The Ritz-Carlton became the first, and remains the only, hotel company to win the Malcolm Baldrige National Quality Award twice, in 1992 and 1999. That distinction was not incidental to Schulze’s leadership. The Baldrige criteria are heavily weighted toward workforce practices: leadership culture, employee engagement, training systems and the translation of organisational values into consistent frontline behaviour. Winning it once demonstrates intent; winning it twice demonstrates that the culture had been institutionalised rather than performed.
At the centre of that culture was a philosophy Schulze had articulated as a teenager working as a busboy in Germany: ‘We are ladies and gentlemen serving ladies and gentlemen.’ The phrase addressed something that the industry had often treated as peripheral: the dignity and professional standing of the people doing the work. Schulze’s argument was that service excellence and employee respect were not competing priorities but the same priority, expressed at different levels of the organisation.
That framing had substantial workforce implications, and still does. In an industry that continues to struggle with retention, recruitment and the perceived social status of hospitality roles, Schulze’s model of internal culture as competitive advantage carries direct relevance for HR leaders today. His approach placed frontline staff at the centre of brand delivery rather than at the bottom of an operational hierarchy, and structured training and recognition systems accordingly.
After leaving Ritz-Carlton in 2005, Schulze founded Capella Hotel Group, building a portfolio of properties known for cultural authenticity and personalised service. The Capella brand extended his service philosophy into a smaller, more curated context, demonstrating that the principles were not scale-dependent.
He has since pursued a parallel career as a writer and educator. His 2019 book, ‘Excellence Wins’, sold over 100,000 copies and reached an audience well beyond hospitality. In 2022, Auburn University named its hospitality faculty The Horst Schulze School of Hospitality Management. He currently serves on the International Advisory Board of the SHTM, the body that has now formally recognised him.

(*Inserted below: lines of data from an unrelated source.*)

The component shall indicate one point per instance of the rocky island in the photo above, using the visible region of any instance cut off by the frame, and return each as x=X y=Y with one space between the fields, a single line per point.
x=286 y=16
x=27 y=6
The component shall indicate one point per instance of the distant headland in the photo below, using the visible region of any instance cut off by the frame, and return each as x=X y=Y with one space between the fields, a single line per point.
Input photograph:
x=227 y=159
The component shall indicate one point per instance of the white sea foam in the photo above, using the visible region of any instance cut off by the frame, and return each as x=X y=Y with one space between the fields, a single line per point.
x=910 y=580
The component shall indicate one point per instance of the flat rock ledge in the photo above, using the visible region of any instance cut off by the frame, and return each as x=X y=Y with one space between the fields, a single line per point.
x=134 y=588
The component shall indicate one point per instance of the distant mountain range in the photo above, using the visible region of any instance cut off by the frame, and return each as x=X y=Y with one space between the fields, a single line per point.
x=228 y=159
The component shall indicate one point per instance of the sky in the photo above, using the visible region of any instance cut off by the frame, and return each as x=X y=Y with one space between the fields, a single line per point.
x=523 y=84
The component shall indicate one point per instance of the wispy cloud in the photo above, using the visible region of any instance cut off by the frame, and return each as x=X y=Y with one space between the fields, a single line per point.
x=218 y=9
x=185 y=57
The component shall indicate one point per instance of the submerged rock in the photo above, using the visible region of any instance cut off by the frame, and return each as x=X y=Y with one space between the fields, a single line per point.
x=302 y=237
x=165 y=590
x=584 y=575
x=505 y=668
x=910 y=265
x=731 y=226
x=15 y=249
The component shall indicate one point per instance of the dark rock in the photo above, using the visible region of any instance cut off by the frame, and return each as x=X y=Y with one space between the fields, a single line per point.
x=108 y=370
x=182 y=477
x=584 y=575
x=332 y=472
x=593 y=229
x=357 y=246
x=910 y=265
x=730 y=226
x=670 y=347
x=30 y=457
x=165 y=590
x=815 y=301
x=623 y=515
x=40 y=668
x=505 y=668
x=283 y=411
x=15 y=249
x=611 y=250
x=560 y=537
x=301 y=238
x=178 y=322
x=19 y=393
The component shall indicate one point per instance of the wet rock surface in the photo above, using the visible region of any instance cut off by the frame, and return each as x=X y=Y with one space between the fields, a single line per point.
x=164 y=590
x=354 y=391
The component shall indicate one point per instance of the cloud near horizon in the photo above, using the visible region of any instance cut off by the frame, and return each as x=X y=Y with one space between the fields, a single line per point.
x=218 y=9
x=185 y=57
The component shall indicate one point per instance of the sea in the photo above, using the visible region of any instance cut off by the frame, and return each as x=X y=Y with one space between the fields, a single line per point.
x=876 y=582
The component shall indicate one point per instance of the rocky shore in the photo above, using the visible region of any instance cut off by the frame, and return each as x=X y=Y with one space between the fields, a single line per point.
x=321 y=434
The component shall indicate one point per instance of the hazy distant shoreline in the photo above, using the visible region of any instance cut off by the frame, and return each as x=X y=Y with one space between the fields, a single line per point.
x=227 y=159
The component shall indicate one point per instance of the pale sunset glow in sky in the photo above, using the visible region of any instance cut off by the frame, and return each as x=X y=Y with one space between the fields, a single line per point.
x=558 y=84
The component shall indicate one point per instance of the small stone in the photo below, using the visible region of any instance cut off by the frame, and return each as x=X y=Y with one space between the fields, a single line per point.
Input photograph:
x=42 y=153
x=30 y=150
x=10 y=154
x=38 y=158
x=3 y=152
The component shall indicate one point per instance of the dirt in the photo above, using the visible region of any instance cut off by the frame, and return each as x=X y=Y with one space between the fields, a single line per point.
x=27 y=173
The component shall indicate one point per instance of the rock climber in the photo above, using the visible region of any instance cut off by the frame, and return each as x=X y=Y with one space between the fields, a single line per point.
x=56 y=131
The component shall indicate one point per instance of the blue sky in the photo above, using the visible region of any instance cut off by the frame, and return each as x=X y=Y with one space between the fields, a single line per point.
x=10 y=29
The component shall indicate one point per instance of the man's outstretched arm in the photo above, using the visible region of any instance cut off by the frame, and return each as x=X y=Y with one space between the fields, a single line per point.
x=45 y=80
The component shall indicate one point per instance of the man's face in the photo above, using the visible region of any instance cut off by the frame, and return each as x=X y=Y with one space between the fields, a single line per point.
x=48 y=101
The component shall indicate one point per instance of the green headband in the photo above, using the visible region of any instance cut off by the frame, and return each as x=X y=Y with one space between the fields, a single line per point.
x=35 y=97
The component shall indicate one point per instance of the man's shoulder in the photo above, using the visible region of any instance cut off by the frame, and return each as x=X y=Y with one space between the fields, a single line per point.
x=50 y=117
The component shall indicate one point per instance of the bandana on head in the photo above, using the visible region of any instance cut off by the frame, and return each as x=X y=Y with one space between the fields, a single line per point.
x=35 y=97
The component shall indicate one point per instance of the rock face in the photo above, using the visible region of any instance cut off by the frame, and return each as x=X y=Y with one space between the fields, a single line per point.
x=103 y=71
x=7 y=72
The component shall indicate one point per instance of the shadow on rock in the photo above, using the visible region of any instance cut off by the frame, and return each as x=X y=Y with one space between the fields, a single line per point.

SHTM Dean Professor Kaye Chon described Schulze as a ‘visionary in luxury hospitality’ whose ‘exceptional leadership and unwavering commitment to quality have profoundly shaped the global hospitality landscape.’ Claire Chiang, SHTM School International Advisory Board Chairman and Co-founder of Banyan Group, used the occasion to connect individual legacy with institutional purpose, noting that Schulze’s recognition aligns with the school’s broader mission of developing future industry leaders.
Schulze himself, in his acceptance remarks, offered a framing that is worth registering for senior executives: ‘Hospitality is ultimately about people, creating meaningful experiences through genuine care and service excellence.’ He added that he was ‘especially encouraged’ by the school’s commitment to nurturing future leaders ‘who will carry our industry forward with integrity, passion and purpose.’
For HR directors and workforce strategists in hospitality, the Schulze induction is more than a historical footnote. The structural problems he spent his career solving, whether in attracting talent, retaining staff, translating values into daily behaviour or building cultures that outlast individual leaders, remain the defining challenges of the sector. His body of work offers a tested framework, not a nostalgic one.